The European Central Bank has further cut the cost of borrowing to try to get the eurozone economy growing and to stave off deflation.
Point of view
Rates will stay low, very low, for a long period of time
That is because the ECB sees inflation ultra-low this year at a mere 0.1 percent – way lower than the 1.0 percent it forecast just in December. So, its main interest rate has gone down to 0.0 percent from 0.05 percent.
1. The interest rate on the MRO will be decreased by 5 basis points to 0.00%, starting from the operation to be settled on 16 March 2016— ECB (@ecb) March 10, 2016
ECB President Mario Draghi said it was taking these steps to stop exceptionally lower inflation from leaking into the overall economy: “It is crucial to avoid second-round effects.”
He added: “Rates will stay low, very low, for a long period of time.
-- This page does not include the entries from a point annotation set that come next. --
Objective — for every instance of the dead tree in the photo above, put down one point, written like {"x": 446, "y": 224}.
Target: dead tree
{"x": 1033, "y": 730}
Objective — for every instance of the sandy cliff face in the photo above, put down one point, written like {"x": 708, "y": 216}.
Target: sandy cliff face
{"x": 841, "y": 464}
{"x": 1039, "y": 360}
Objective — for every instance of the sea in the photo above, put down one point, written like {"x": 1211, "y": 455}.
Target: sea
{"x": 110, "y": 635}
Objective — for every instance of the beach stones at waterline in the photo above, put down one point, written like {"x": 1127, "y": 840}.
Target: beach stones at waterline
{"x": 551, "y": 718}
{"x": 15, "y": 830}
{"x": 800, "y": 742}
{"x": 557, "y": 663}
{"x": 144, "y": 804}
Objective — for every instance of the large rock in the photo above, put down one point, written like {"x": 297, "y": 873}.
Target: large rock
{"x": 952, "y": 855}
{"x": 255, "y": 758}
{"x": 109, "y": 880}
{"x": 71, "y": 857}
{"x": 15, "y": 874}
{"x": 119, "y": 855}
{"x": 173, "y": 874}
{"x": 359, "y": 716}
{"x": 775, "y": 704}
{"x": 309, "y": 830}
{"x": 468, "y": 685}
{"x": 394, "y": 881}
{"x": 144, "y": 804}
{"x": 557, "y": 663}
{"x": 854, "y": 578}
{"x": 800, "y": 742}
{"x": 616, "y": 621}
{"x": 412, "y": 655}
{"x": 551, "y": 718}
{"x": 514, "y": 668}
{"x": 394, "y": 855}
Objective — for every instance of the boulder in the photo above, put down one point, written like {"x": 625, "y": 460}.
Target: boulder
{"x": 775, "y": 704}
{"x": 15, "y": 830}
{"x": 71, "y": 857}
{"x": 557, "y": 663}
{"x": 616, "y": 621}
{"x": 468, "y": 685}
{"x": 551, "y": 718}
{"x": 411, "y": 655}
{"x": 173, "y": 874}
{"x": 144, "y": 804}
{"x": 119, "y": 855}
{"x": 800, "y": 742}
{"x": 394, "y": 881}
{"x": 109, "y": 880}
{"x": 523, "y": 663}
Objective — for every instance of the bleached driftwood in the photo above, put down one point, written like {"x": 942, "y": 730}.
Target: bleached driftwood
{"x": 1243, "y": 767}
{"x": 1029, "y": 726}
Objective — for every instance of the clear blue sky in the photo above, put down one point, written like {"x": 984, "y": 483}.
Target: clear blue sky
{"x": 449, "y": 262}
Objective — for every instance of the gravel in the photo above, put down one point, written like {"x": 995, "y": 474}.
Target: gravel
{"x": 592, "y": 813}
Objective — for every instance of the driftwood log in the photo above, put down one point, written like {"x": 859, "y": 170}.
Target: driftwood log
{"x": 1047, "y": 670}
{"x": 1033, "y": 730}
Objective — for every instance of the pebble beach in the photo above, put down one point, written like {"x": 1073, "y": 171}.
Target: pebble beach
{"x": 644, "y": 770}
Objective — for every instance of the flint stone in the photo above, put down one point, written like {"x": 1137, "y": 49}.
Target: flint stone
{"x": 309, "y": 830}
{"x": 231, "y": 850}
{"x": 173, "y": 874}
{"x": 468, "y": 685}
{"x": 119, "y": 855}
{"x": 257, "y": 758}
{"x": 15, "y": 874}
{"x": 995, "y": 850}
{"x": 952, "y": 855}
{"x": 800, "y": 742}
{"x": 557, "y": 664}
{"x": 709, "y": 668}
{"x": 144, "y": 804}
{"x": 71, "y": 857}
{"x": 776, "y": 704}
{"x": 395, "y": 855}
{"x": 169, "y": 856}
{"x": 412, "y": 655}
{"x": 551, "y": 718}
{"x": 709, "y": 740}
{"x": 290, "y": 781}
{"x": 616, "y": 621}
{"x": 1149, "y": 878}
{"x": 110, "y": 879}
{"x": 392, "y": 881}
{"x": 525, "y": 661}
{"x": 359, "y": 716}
We don’t anticipate that it will be necessary to reduce rates further.”
More money printing
The ECB is also boosting its quantitative easing programme – in essence printing money to buy bonds and other assets which puts more cash into the economy.
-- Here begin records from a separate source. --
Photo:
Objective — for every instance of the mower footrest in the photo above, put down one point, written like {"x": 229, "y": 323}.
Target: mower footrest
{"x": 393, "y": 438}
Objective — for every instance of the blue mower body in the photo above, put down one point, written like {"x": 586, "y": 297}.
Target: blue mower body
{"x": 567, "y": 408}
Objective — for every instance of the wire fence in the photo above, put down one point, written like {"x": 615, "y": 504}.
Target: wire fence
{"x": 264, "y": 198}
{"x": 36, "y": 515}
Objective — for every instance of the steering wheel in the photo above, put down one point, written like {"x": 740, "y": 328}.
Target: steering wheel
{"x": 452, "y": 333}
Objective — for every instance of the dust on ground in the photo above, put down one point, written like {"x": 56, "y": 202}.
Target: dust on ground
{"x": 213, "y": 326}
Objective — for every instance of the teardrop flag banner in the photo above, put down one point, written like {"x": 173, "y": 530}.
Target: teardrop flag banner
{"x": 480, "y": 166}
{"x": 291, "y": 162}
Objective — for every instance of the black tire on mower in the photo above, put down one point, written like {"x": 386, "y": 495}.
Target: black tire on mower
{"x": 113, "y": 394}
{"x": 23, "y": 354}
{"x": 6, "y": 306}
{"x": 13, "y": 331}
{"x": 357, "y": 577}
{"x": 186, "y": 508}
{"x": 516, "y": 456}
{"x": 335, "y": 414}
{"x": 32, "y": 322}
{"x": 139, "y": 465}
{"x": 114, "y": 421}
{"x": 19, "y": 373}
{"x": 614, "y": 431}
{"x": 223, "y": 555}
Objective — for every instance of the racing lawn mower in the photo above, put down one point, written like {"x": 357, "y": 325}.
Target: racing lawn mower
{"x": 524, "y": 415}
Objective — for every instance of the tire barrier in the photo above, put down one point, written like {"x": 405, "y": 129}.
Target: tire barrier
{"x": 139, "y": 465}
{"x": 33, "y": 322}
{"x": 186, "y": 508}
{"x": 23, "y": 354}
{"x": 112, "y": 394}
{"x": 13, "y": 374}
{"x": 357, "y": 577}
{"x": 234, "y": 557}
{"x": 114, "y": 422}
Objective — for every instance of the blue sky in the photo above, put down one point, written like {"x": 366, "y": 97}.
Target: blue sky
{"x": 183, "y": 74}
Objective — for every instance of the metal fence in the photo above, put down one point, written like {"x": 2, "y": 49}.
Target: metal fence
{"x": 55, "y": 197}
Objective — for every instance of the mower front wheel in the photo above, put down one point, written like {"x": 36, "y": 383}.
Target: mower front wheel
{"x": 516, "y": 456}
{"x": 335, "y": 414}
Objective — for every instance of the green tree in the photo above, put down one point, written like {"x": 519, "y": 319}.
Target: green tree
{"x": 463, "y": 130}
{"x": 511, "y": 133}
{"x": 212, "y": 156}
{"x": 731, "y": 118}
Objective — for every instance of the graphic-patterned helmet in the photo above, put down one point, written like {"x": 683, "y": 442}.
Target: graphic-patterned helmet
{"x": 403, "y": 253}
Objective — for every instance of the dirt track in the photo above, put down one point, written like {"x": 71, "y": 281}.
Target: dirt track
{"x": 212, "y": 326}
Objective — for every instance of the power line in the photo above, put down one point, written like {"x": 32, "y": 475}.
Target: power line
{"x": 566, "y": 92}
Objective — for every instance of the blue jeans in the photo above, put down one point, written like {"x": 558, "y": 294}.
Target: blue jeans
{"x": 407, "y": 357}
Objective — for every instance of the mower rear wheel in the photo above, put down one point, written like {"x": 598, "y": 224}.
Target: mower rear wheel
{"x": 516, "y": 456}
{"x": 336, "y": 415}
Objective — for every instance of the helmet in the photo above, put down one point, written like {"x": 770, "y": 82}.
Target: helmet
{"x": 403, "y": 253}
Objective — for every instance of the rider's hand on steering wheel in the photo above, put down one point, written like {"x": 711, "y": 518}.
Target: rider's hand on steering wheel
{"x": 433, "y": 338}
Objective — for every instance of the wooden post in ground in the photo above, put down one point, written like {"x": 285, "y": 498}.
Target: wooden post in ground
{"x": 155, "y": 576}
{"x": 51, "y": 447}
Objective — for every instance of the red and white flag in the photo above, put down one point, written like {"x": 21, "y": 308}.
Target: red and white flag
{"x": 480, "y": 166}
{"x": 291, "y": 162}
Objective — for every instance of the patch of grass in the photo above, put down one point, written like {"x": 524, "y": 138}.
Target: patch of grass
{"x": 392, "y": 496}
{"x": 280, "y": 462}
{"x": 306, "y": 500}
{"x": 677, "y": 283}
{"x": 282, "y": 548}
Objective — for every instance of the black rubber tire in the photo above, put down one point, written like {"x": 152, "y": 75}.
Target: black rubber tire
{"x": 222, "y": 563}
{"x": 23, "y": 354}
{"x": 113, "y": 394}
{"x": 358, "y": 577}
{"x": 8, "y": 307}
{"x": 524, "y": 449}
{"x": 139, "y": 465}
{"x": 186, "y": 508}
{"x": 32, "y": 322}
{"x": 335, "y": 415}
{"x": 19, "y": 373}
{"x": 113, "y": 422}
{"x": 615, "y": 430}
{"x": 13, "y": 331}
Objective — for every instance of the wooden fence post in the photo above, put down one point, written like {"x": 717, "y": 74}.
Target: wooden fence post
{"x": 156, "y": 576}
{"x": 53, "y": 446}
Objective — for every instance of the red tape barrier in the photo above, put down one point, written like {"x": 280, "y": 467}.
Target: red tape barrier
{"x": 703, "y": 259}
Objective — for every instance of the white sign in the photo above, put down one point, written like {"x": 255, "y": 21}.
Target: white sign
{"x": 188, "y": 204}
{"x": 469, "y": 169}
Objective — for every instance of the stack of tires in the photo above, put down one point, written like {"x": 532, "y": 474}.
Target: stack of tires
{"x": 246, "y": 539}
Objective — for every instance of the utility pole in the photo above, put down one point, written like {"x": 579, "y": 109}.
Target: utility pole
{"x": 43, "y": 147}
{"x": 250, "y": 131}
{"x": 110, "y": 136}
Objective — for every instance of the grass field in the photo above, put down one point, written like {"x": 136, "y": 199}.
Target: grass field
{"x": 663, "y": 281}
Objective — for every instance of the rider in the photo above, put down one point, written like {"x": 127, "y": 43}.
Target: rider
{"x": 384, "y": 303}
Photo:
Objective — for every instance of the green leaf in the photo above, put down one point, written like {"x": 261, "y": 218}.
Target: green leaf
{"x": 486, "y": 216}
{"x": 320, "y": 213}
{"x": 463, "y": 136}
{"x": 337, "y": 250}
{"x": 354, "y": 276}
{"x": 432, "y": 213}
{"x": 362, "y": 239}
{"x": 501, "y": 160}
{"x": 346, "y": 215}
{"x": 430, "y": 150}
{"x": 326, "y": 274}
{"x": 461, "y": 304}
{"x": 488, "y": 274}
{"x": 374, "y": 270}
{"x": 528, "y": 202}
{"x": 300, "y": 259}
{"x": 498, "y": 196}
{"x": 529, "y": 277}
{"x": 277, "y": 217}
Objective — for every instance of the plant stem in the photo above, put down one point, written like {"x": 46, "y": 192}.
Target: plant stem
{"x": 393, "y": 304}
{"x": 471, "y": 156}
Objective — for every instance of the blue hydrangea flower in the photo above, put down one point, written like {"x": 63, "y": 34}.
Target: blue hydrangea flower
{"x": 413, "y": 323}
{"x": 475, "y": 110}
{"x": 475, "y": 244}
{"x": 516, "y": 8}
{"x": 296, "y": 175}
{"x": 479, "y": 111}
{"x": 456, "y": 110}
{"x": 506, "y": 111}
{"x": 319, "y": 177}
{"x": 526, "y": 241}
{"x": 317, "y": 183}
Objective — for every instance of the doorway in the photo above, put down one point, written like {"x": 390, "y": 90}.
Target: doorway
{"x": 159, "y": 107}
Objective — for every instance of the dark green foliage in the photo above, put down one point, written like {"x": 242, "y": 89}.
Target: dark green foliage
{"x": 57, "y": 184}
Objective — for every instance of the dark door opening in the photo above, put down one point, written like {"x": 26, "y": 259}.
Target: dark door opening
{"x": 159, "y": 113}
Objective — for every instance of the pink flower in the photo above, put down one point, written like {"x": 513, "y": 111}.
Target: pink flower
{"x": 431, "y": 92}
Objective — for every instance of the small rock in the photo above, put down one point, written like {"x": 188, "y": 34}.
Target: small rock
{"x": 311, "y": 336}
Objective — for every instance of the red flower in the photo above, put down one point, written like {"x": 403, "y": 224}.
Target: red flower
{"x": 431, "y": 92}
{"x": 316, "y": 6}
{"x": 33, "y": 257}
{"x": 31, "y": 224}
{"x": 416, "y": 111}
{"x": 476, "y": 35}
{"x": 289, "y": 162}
QE goes up from 60 to 80 billion euros a month and will include corporate debt for the first time.
Draghi explained “We decided to include investment grade euro denominated bonds issued by non-bank corporations, established in the euro area in the list of assets that are eligible for regular purchases.”
Draghi said those asset buys will continue until March 2017 or beyond if necessary.
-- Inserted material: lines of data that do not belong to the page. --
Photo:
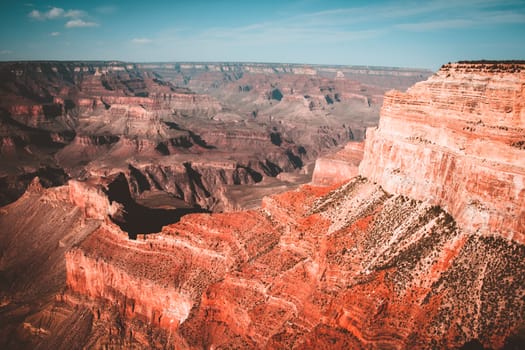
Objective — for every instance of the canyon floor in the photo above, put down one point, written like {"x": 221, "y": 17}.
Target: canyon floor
{"x": 125, "y": 185}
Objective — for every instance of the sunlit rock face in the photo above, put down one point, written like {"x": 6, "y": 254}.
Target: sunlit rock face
{"x": 338, "y": 167}
{"x": 374, "y": 263}
{"x": 457, "y": 140}
{"x": 371, "y": 263}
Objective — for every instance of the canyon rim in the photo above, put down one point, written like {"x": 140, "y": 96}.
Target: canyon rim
{"x": 410, "y": 235}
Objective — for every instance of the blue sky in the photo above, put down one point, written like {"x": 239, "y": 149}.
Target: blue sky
{"x": 401, "y": 33}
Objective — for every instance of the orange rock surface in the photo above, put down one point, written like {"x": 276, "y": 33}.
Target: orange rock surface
{"x": 374, "y": 263}
{"x": 340, "y": 166}
{"x": 457, "y": 139}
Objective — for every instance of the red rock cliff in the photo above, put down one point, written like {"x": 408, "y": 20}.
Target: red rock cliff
{"x": 457, "y": 139}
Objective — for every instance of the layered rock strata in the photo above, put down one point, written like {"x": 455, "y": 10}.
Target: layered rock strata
{"x": 362, "y": 265}
{"x": 338, "y": 167}
{"x": 457, "y": 139}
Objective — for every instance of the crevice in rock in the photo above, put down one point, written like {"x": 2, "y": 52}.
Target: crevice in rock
{"x": 135, "y": 218}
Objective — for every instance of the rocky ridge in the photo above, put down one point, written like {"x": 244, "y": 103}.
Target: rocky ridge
{"x": 455, "y": 139}
{"x": 362, "y": 265}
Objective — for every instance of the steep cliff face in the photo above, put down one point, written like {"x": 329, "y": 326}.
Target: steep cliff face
{"x": 313, "y": 268}
{"x": 338, "y": 167}
{"x": 373, "y": 263}
{"x": 457, "y": 139}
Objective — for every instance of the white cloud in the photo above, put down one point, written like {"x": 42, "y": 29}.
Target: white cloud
{"x": 106, "y": 10}
{"x": 141, "y": 40}
{"x": 74, "y": 13}
{"x": 80, "y": 23}
{"x": 56, "y": 13}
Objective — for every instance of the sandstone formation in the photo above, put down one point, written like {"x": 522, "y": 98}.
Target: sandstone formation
{"x": 457, "y": 139}
{"x": 338, "y": 167}
{"x": 200, "y": 134}
{"x": 370, "y": 263}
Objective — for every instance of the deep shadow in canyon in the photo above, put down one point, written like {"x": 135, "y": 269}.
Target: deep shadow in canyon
{"x": 135, "y": 218}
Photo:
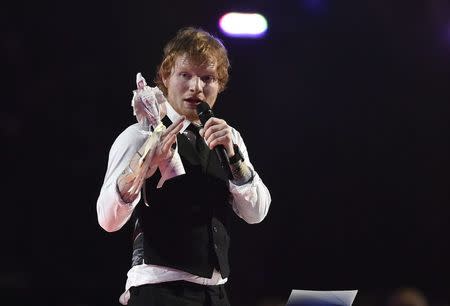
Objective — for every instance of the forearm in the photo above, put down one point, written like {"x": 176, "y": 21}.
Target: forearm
{"x": 251, "y": 201}
{"x": 112, "y": 211}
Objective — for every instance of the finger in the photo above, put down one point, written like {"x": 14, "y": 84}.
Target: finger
{"x": 176, "y": 124}
{"x": 221, "y": 140}
{"x": 216, "y": 131}
{"x": 167, "y": 143}
{"x": 213, "y": 121}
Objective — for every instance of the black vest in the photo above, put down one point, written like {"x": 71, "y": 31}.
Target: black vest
{"x": 184, "y": 226}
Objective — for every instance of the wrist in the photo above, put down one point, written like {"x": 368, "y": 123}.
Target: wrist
{"x": 237, "y": 156}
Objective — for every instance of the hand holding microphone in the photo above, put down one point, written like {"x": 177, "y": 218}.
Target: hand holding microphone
{"x": 217, "y": 134}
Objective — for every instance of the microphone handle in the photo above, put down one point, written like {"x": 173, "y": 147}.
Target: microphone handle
{"x": 223, "y": 159}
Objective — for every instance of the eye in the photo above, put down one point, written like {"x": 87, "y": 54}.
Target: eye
{"x": 185, "y": 75}
{"x": 208, "y": 79}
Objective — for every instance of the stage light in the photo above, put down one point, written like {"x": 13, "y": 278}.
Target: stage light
{"x": 251, "y": 25}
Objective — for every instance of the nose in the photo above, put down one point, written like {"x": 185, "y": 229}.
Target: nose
{"x": 196, "y": 84}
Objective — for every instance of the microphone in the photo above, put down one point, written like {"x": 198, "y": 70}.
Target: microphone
{"x": 204, "y": 112}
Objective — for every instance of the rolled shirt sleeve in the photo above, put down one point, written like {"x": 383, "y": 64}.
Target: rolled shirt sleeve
{"x": 250, "y": 201}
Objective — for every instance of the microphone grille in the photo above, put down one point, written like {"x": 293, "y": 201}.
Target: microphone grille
{"x": 202, "y": 107}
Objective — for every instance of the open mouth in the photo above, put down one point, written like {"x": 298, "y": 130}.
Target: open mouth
{"x": 193, "y": 102}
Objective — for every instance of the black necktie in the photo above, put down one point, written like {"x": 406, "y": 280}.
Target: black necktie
{"x": 198, "y": 143}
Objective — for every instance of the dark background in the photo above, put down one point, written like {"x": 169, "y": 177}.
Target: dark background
{"x": 344, "y": 107}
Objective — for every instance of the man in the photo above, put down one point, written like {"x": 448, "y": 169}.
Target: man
{"x": 180, "y": 248}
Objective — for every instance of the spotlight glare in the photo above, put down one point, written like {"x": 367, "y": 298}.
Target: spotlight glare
{"x": 243, "y": 24}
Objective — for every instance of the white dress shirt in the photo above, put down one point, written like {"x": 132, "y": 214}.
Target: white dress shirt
{"x": 250, "y": 202}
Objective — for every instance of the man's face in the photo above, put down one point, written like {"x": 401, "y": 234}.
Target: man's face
{"x": 190, "y": 83}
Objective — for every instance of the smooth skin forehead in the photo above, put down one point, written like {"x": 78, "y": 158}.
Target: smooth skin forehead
{"x": 186, "y": 61}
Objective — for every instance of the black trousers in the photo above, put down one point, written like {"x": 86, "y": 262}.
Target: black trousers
{"x": 178, "y": 293}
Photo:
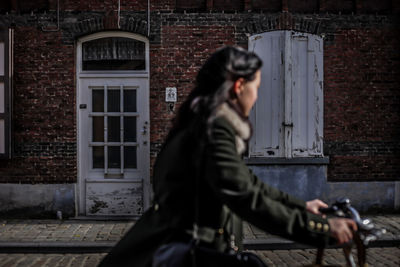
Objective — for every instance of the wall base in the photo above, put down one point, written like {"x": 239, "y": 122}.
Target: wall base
{"x": 37, "y": 201}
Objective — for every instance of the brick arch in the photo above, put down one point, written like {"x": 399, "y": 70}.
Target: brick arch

Cheap loans and deposit rate cut
To persuade commercial banks to take more risks and help businesses and individuals rather than hoarding cash, the ECB has launched four new cheap loan packages, known as TLTROs.
Draghi said there will be a reward for banks that lend more: “A bank that is very active in granting loans to the real economy can borrow more than a bank that concentrates on other activities. For banks whose net lending exceeds the benchmarks, the rate applied to the TLTRO2 will be lower and can be as low as the interest rate on the deposit facility prevailing at the time of the take-up.”
In another stimulus move, the ECB again cut its deposit rate for banks leaving money on deposit with it.
That was already negative meaning banks had to pay to park cash in the ECB’s vaults; now they will have to pay even more.
The deposit rate goes down from minus 0.3 percent to minus 0.4 percent.
The idea is to further persuade those commercial banks will lend money rather than sitting on it to avoid risk.
Will it work?
Even though the ECB has spent 700 billion euros buying bonds in the past year those purchases have achieved little as falling prices for oil and other raw materials have pulled down inflation.
The initial reaction from the financial markets on Thursday was positive. The euro fell in value by more than one percent against the US dollar and European share prices rose, but that bump only lasted a few hours.
However European shares bounced back on Friday.
A recovery in metal and oil prices boosted commodities stocks and the ECB’s bank funding plan supported lenders in the eurozone periphery.
“While markets had a tantrum after Draghi’s comment about not seeing rates going further into negative territory, we still see yesterday’s announcement as net positive,” Mike van Dulken, head of research at Accendo markets said on Friday.
“The overnight recovery in market sentiment suggests markets may be coming round to a similar view, the ugly indigestion finally subsiding.”